Harte had mastered the genre of gold rush fiction, capturing the corruption and greed in nostalgic prose, with vivid descriptions of the myriad characters he had known and the wild new frontier lands he had traversed. However he would never quite maintain the impetus of his first published successes. His financial stresses took a turn for the better when in 1878 he was recommended and duly appointed to the United States Consul, first in Crefeld, Germany, then Glasgow, Scotland until 1885. The strain was still there however as it was not lucrative enough to support Anna and the children joining him in Europe. After his service he spent the majority of his latter days in London. He mostly wrote in the same format as his early days but even when testing new material his audience was tiring of his romanticising. Drift from Two Shores (1878), Poetical Works (1880), In the Carquinez Woods (1883), Maruja (1885), The Queen of the Pirate Isle (1886), The Crusade of the Excelsior (1887), and The Argonauts of North Liberty (1888) were many of his prolific titles to follow.

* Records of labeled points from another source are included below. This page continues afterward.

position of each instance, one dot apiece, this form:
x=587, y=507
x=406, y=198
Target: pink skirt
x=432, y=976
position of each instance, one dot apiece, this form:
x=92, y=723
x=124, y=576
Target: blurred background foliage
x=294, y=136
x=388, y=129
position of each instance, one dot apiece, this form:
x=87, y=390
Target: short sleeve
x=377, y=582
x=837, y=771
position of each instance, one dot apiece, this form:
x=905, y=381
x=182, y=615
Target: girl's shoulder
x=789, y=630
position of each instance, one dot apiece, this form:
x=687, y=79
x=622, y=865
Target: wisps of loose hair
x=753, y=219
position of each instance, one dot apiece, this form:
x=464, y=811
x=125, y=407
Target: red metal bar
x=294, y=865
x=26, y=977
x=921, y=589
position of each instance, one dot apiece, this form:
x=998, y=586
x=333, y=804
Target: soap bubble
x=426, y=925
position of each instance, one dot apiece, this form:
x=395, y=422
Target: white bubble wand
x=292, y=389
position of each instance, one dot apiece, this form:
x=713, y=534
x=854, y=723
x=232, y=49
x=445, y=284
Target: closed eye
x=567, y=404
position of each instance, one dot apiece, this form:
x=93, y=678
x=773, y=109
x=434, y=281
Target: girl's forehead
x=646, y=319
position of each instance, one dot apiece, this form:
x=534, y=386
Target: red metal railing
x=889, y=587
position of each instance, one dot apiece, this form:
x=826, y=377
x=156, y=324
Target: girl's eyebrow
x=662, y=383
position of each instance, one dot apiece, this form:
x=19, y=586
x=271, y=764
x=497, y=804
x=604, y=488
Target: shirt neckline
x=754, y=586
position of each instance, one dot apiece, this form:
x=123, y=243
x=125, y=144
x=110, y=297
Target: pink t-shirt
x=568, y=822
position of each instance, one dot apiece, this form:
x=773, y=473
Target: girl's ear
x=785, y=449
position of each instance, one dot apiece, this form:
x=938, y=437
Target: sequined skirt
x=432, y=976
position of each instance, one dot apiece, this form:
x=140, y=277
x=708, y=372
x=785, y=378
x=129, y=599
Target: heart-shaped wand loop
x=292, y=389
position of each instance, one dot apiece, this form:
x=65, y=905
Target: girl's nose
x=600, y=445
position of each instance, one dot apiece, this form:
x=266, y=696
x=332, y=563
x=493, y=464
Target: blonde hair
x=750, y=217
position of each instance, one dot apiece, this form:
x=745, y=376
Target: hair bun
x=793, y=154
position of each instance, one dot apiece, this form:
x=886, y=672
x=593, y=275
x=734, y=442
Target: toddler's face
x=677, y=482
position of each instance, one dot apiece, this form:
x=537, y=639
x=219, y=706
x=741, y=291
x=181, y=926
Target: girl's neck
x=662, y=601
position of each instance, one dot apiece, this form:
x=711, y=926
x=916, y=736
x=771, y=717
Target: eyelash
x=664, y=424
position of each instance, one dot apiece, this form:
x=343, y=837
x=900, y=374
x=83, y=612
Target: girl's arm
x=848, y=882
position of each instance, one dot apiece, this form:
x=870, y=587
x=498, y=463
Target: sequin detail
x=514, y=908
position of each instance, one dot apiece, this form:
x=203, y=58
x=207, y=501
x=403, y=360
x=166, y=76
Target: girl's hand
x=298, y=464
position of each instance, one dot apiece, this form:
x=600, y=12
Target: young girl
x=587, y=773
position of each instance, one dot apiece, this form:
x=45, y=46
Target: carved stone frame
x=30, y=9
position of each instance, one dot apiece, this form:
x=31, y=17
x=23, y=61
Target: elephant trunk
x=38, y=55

A Ward of the Golden Gate (1890), A Sappho of Green Springs (1891), Sally Dows (1893), A Protégée of Jack Hamlin's (1894), Poetical Works of Bret Harte (1896), The Three Partners (1897), Stories in Light and Shadow (1898), The Complete Poetical Works (1899), From Sand Hill to Pine (1900), Under the Redwoods (1901), and Openings in the Old Trail (1902) were some of his many later works. Though Anna moved to London in 1898 she did not live with Harte. He had been living, some say as a kept man, for a number of years at the estate of his friend and agent, Madame Hydeline Van de Velde.
Francis Brett Harte died of throat cancer on 5 May 1902 at the Van de Velde estate in Camberley and lies buried in St. Peter's churchyard, Frimley, England. The gravestone is etched with one of his own poems "Death Shall Reap the Braver Harvest."